Emerging Trend: Robotics as a Service

An early but emerging business model and set of technologies that I have been following for the last few months is Robotics as a Service (RaaS).  It is relatively under the radar from mainstream media publications but I expect that to change over the next few years as it grows.  RaaS can be thought of as an intersection between Softwear as a Service and Internet of Things.

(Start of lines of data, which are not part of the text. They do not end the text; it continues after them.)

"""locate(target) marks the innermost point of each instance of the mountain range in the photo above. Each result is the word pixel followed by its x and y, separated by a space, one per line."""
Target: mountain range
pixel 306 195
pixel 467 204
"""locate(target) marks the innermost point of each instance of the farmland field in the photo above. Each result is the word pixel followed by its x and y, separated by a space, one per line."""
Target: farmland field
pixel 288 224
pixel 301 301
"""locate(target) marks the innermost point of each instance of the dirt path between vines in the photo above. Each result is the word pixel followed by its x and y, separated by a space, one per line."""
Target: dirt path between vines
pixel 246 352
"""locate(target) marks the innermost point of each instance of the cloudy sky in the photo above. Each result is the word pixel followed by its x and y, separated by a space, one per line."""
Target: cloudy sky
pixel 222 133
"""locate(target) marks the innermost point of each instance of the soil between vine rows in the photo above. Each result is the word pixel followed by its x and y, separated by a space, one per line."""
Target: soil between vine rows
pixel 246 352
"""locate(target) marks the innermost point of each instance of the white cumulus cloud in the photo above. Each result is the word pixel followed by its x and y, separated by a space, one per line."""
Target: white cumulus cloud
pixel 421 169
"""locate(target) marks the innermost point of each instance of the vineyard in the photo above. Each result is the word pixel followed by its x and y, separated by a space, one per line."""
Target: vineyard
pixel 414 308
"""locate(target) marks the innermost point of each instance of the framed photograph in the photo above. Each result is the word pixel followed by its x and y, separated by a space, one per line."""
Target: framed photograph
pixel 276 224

Fundamentally the idea behind RaaS is that robots are an expensive capital expenditure that has to be paid upfront.  RaaS is a developing set of models that allow customers to lease robots or where the RaaS service provider visits the customer on demand with its robots to perform a specific task.  These services would be enabled, programmed, and provisioned via the cloud.  For example, a customer could deploy or remove services from a variety of robots at will.  They could also develop and deploy their own applications into robots.  The robot provider would handle maintenance and troubleshooting while giving the customer the same benefits as SaaS - chiefly on demand flexibility, cost savings, speed, and scalability.

Although early we are starting to see the first live trials of RaaS including:

  • Nestle leasing Softbank's Pepper Robot for its Nescafe chain of stores to deliver customer service.  The Pepper Robot was designed specifically to read human emotions and tailor its interactions.  A demo of this is fun to watch.
  • Harvest Automation, a Massachusetts startup, offering a robot rental program for its its agriculture robots.  This is an especially good area to test a RaaS business model since farmers needs are seasonal and can be unpredictable depending on weather. 

Some likely big opportunities for RaaS include package delivery via drone or ground robot, agriculture, manufacturing of products that are seasonal, etc.  I expect Amazon's AWS division will begin offering a RaaS product line sometime in the next 5 years.